Let me back up a little. On Friday we were seeing all the news reports about the outbreak of the Wannacry ransomware around the globe. It became clear this was tied back to the vulnerabilities exposed via Shadow Brokers that were patched by Microsoft in the MS17-010 advisory. The exploits themselves were already out and available and we, like many others, had ranked the risk of these vulnerabilities very highly. As the news spread along with the ransomware, we began to see an overwhelming number of customers quickly conducting searches across their Kenna instances to identify everywhere they may be exposed. This got me thinking: how will customers prioritize this and where does it fit in with the rest of the work they have ahead of them? My first instinct was to go to the data and see if there was anything we could glean.

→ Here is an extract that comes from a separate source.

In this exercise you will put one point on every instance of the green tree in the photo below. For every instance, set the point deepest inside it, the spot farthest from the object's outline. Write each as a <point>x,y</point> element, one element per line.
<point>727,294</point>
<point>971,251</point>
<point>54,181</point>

I wanted to understand where did these set of vulnerabilities fall in risk ranking versus the rest of our customers’ open vulnerabilities. I also wanted to know if it was truly something they should be addressing right away, and how these same enterprises would fare without our data. Were we adding anything here, or were we just a fast and convenient search mechanism to find what they were looking for? I had Michael Roytman and our data team see if they could help answer these questions.

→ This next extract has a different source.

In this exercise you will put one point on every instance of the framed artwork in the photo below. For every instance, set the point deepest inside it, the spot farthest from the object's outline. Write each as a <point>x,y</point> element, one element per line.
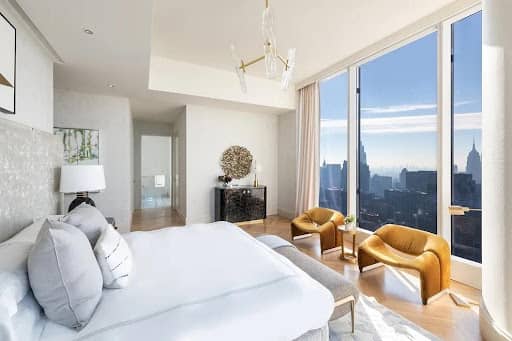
<point>7,66</point>
<point>81,146</point>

The data, was in fact, interesting enough to change my mind on writing this post. First, I see a lot of articles written out there saying “just patch your $expletive, these have been available for 2 months!”. To be clear, 60 days to patch in the enterprise is far from unusual. It doesn’t surprise me to see un-patched systems still for these vulnerabilities. The proliferation of infection via SMB is certainly more unusual, but far from shocking. Even more unusual was Microsoft issuing an update for an out-of-support operating system. At Kenna, we recently surpassed the 1 billion open vulnerabilities under management mark. So of those 1 billion plus vulnerabilities, where does this one fall in our risk scoring?

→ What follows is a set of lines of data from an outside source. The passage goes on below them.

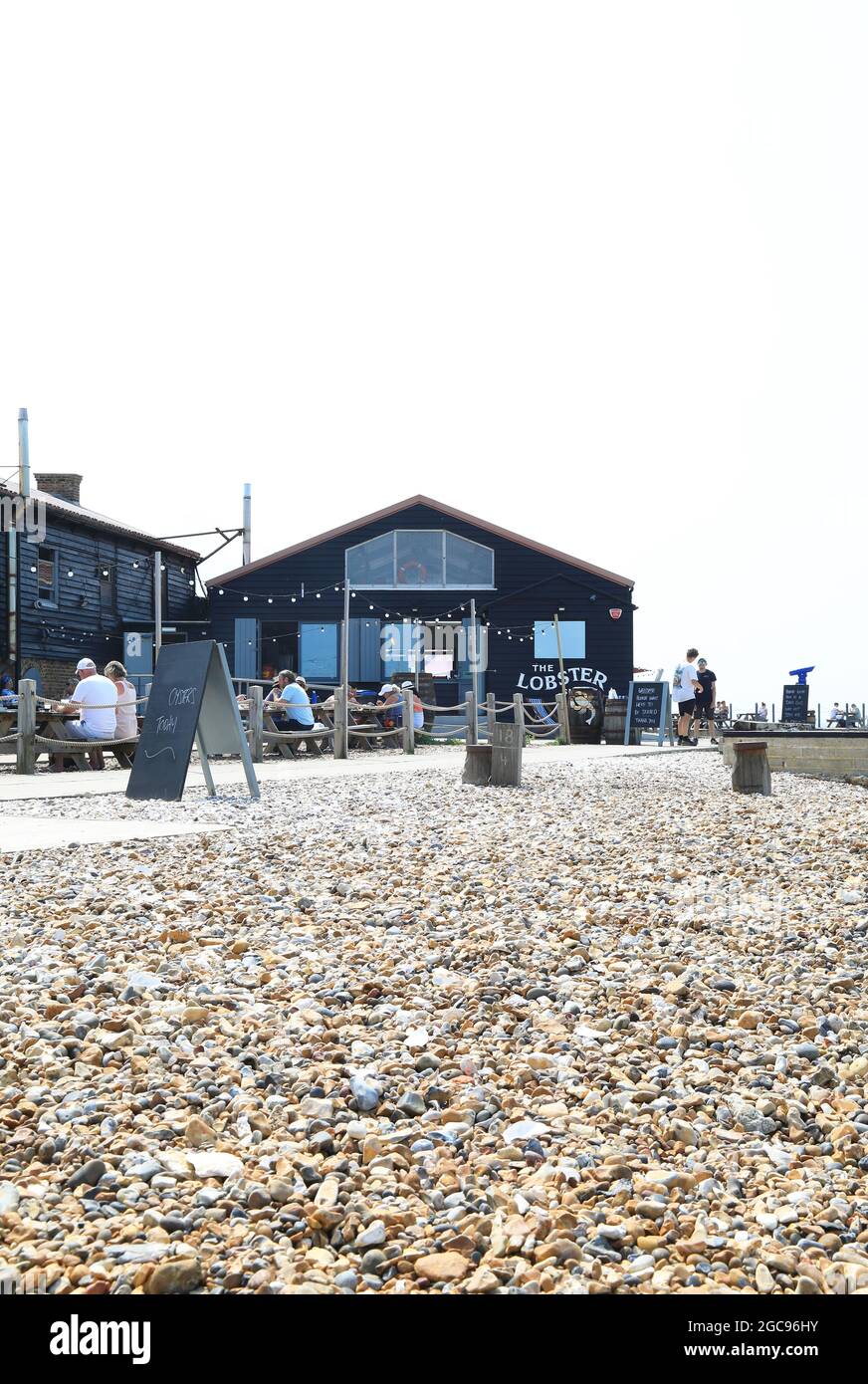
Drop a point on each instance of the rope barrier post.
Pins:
(25, 756)
(255, 726)
(562, 717)
(340, 741)
(518, 710)
(407, 695)
(471, 720)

As I mentioned earlier, we ranked these vulnerabilities very high, 100 out of 100 to be exact. But, as I also mentioned, so did everyone else, including CVSS–so big deal. What I really wanted to know is, does this help to prioritize the right remediation?

Out of those 1 billion vulnerabilities, 259,451,953 are either a CVSS score of 9/10. Not only is that over a quarter of all the vulnerabilities we see in scans, it’s also entirely unmanageable – even for the over 300+ enterprises this represents collectively. As the saying goes, if everything is a priority then nothing is.

CVSS Distribution

Next we compared that to using the Kenna risk meter score, where 9,675,000 / 1,000,000,000+ vulnerabilities in our platform have a score of 100. That’s less than 1% prioritized.

Interestingly enough, not only is there less noise at this of level of precision, but this chart also does a good job of showing the power law that is represented in cyber security risk.

Now, to be clear, this isn’t magic. It’s just using a data-driven risk-based approach to remediation–something I obviously have a biased view of, but hey, our numbers are growing and I’m no longer a special snowflake.